Gerçekten mi? Evet. Özür dilerim. Gerçekten. Gerçek bu.

Bununla birlikte, yapamayacağım ve yapmayacağım belirli şeyler vardır. Bunlardan bazılarına daha önce değinmiştik.

Beni bir başka kişinin koruyucu meleği ile doğrudan çatışma içine sokacak hiçbir şey yapamam. Dolayısıyla, korkunç bir örnek verdiğim için beni affedecek olursan eğer, sana bir bıçak bulabilirim ve sana saklanabileceğin bir ara sokak bulabilirim... ama eğer saldırmak üzere karanlıktan dışarı fırlamak için yardımımı istersen, bu yardımı alamazsın. Ve unutmadan söyleyeyim, kurbanının tamamıyla masum veya çok daha korkunç bir eylemi gerçekleştiren ve senin fikrince bedelini "hak eden" kötü biri olmasıyla ilgisi yoktur bu durumun.

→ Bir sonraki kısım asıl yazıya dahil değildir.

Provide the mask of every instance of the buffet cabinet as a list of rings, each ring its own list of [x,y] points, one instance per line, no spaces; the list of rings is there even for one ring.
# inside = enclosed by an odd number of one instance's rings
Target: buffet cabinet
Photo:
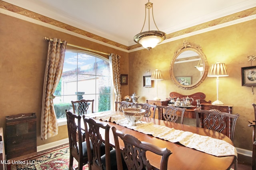
[[[36,152],[36,113],[6,117],[7,159]]]

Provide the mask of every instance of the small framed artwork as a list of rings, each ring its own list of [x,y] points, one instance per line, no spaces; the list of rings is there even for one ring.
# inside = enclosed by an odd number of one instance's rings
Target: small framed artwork
[[[151,76],[143,76],[143,87],[151,87]]]
[[[180,84],[185,86],[191,85],[191,77],[176,77],[177,81]]]
[[[128,74],[121,74],[121,85],[128,84]]]
[[[256,66],[241,68],[242,86],[256,86]]]

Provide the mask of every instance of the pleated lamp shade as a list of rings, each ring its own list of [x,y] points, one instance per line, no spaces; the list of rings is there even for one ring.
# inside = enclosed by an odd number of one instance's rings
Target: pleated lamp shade
[[[156,70],[153,72],[153,73],[151,75],[151,80],[164,80],[162,71],[156,69]]]
[[[225,63],[217,63],[213,64],[208,72],[208,77],[224,77],[228,76],[228,72]]]

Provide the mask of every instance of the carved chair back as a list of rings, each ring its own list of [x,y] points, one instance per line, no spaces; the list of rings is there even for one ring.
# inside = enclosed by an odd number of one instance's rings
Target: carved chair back
[[[78,162],[78,169],[82,170],[83,166],[87,163],[88,157],[87,154],[83,154],[83,150],[85,150],[86,152],[87,150],[86,149],[86,146],[85,143],[86,142],[83,143],[82,141],[81,129],[81,117],[80,115],[73,114],[67,110],[66,110],[66,115],[70,154],[69,169],[73,169],[73,162],[74,158]],[[77,125],[76,122],[77,122]]]
[[[152,166],[147,159],[146,152],[149,151],[155,154],[162,156],[160,162],[160,169],[167,169],[167,163],[170,155],[172,153],[167,148],[161,148],[151,143],[140,141],[134,137],[128,134],[124,134],[122,132],[112,127],[116,146],[116,160],[118,170],[122,170],[127,166],[128,170],[155,170],[158,169]],[[120,148],[118,137],[123,141],[124,148]],[[122,156],[124,161],[122,160]],[[124,162],[126,165],[123,165]]]
[[[210,110],[195,109],[194,110],[196,113],[197,127],[208,129],[224,134],[224,129],[226,130],[227,128],[228,128],[226,122],[230,121],[231,123],[230,139],[233,141],[236,123],[237,118],[240,116],[239,114],[233,115],[222,112],[216,109]],[[227,121],[228,119],[230,120]]]
[[[250,124],[248,125],[249,127],[252,127],[252,169],[256,169],[256,104],[252,104],[254,113],[254,120],[249,120],[248,121]]]
[[[159,110],[162,110],[162,115],[158,115],[158,118],[161,120],[172,122],[176,122],[178,119],[178,114],[181,115],[180,118],[180,123],[183,124],[183,119],[184,119],[184,113],[186,109],[185,108],[181,108],[175,107],[173,106],[158,106],[157,108]]]
[[[87,143],[88,163],[89,169],[110,170],[116,169],[112,167],[110,155],[115,155],[115,150],[112,150],[110,153],[109,144],[109,130],[110,126],[106,122],[97,121],[85,115],[83,115],[86,131],[86,141],[90,140],[92,145]],[[104,131],[104,139],[102,139],[100,131]],[[92,147],[92,149],[91,147]],[[92,152],[90,150],[93,150]],[[113,151],[113,152],[112,152]],[[113,157],[113,156],[112,156]]]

Koruyucu melekler yargılamazlar... ve çatışmazlar, insanlar bu eylemlerden birine kendilerini tamamen kaptırdıklarında koruyucu melekler mola alırlar. Üzücü olan şu ki, çok sayıda insan zamanın büyük bir bölümünü ya birbirlerini yargılayarak ya da birbirleriyle kavga ederek geçirmekte. Bu da çoğu zaman onların meleklerinin, sanki bu insanlar hiç mevcut değilmiş gibi davrandığı anlamına gelir.

Ama yine de haberlerin hepsi kötü değil. Bunun anlamı şudur. Meleğinle daha çok etkileşime geçmek istiyorsan tek yapman gereken yargılamayı... ve kavga etmeyi bırakmak!

 

Onaylama ve Beklenti

Senin için daha çok şey yapmamı sağlamanın bir başka yolu ise düşünüş tarzını ayarlamaktan ve kendi beklenti düzeyine dikkat etmekten geçer.

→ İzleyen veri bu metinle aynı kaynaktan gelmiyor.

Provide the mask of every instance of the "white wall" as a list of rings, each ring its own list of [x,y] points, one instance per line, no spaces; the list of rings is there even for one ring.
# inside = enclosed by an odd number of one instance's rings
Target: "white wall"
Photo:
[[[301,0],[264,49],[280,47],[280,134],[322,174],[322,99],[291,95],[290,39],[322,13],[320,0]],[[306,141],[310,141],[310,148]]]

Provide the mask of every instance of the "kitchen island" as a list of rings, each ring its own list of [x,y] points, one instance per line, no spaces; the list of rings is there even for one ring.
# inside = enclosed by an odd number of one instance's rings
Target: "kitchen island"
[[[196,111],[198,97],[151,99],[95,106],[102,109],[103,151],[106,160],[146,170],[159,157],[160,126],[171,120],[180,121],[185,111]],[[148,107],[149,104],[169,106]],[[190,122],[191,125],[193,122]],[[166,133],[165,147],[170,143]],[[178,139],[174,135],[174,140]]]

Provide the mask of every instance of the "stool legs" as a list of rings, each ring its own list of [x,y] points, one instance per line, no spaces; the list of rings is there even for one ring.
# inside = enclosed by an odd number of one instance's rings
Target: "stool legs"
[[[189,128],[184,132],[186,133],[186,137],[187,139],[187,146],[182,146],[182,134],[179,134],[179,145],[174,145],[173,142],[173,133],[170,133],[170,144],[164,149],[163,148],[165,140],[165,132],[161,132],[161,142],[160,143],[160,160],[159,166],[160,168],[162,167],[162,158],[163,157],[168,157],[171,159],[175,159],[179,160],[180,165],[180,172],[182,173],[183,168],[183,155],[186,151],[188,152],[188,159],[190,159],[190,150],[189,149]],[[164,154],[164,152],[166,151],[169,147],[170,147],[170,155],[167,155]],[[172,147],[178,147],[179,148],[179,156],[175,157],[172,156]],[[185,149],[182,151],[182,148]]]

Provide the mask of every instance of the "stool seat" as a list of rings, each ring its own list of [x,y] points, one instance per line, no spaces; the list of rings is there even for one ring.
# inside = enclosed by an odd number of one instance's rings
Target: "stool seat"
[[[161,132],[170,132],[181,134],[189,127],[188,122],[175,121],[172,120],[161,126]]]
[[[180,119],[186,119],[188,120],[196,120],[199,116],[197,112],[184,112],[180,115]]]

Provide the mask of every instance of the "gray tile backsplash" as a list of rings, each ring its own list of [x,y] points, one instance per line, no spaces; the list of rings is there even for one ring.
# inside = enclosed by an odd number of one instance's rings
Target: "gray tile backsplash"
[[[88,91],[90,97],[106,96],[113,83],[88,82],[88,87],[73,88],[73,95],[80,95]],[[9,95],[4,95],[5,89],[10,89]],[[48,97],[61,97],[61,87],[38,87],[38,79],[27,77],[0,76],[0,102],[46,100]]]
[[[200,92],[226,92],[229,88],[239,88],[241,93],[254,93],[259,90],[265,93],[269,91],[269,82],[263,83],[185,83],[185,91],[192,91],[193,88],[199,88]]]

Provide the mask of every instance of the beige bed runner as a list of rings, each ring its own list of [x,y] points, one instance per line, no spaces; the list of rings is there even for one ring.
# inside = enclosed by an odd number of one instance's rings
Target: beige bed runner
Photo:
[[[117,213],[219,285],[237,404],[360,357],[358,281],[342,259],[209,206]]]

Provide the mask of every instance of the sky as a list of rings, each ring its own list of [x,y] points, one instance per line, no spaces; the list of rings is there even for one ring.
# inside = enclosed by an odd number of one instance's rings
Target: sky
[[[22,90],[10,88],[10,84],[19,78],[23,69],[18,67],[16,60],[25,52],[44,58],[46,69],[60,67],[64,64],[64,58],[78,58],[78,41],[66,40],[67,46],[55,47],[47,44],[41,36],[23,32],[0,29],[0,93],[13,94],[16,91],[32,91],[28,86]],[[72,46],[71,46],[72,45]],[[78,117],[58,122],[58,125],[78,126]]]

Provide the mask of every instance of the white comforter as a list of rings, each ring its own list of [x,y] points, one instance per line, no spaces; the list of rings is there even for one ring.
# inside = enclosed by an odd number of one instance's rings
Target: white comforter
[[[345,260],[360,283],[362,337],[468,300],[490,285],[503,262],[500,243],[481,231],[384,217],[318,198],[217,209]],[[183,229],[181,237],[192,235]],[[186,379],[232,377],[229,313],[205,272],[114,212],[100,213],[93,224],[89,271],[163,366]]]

Öte yandan, pozitif bir tutum edinmen bana gerçekten yardımcı olur. Senin için herhangi bir şey yapabileceğimi gerçekten düşünmüyorsan, büyük olasılıkla, ben çok olağanüstü bir tesadüf oluştursam bile dikkat etmeyi başaramayacaksın. En şaşırtıcı fırsattan bile şüpheleneceksin. Ve bunu kabul etsen bile bunu tüm kalbinle kabul etmeyebilirsin. Bundan normalde yararlanabileceğin kadar yararlanamayacaksın.

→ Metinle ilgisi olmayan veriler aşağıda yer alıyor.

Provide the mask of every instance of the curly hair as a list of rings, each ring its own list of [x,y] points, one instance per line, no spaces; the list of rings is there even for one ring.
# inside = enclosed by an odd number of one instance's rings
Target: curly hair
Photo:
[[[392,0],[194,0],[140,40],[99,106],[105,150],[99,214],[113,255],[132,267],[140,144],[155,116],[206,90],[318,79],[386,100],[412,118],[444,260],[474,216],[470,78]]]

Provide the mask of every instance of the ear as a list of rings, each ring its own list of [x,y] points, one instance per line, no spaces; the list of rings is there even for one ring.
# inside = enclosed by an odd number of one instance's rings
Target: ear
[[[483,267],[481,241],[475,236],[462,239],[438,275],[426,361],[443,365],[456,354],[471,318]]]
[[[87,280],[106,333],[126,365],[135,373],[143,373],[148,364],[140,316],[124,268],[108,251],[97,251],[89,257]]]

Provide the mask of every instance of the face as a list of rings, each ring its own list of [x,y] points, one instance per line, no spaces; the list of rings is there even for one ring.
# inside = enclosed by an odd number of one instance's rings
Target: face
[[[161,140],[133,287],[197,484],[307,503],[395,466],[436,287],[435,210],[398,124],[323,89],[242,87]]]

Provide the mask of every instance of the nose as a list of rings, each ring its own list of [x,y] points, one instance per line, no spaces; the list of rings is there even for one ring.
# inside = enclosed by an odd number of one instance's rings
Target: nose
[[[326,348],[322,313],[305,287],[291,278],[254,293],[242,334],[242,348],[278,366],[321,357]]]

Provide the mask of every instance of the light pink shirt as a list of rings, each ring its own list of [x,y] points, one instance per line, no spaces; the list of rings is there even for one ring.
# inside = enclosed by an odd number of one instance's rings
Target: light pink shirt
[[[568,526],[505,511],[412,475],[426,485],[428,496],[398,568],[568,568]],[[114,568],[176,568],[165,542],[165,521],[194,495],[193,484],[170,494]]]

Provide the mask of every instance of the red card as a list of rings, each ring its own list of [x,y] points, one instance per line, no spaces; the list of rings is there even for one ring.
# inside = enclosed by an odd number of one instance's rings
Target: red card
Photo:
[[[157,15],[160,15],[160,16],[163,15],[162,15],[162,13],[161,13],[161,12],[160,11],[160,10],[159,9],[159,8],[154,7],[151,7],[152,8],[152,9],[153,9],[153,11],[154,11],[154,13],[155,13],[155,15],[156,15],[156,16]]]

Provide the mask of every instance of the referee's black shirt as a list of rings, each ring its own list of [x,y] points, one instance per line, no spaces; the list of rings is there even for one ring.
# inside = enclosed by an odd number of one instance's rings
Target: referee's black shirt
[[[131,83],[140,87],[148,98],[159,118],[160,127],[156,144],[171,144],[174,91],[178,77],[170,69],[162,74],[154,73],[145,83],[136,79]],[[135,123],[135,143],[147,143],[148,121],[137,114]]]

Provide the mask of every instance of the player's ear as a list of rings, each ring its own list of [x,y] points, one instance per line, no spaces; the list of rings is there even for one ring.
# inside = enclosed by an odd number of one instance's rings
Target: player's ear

Sanki bunu bekliyormuş gibi davranmaya ve konuşmaya başlarsan başarıya ulaşma ihtimalin çok daha büyüktür. Kendine güveninin bulaşıcı olacağını göreceksin. Başkaları senin niyetlendiğin şeyi yapma becerine inanacaklardır. Veya kesinlikle elde edeceğini hissettiğin şeyleri elde etme becerine. Gariptir, sana yardımcı olmanın yollarını aramaya başlayacaklardır. (Veya en azından, onlar pozitif dostlar iseler, yardım edeceklerdir. Negatif dostları birazdan ele alacağız.)

Sen de kısa süre sonra kendini daha iyi hissedeceğini bildiğin için kendini daha iyi hissedeceksin, istersen, " Ben hoş bir evi / mutlu bir ailesi / iyi bir işi / büyük yeteneği / sevgi dolu bir eşi / gerçek amaçları / yeterli geliri / vs. olan bir kişiyim," gibi şeyler diyerek başlayabilirsin. Bu şeyler henüz gerçekleşmemiş olmasa da gerçekleşecekleri fikrine güven duyduğunu gösterebilirsin ve sen bunu yaparken onların gerçekleşmesini daha büyük bir olasılık haline getirebilirsin.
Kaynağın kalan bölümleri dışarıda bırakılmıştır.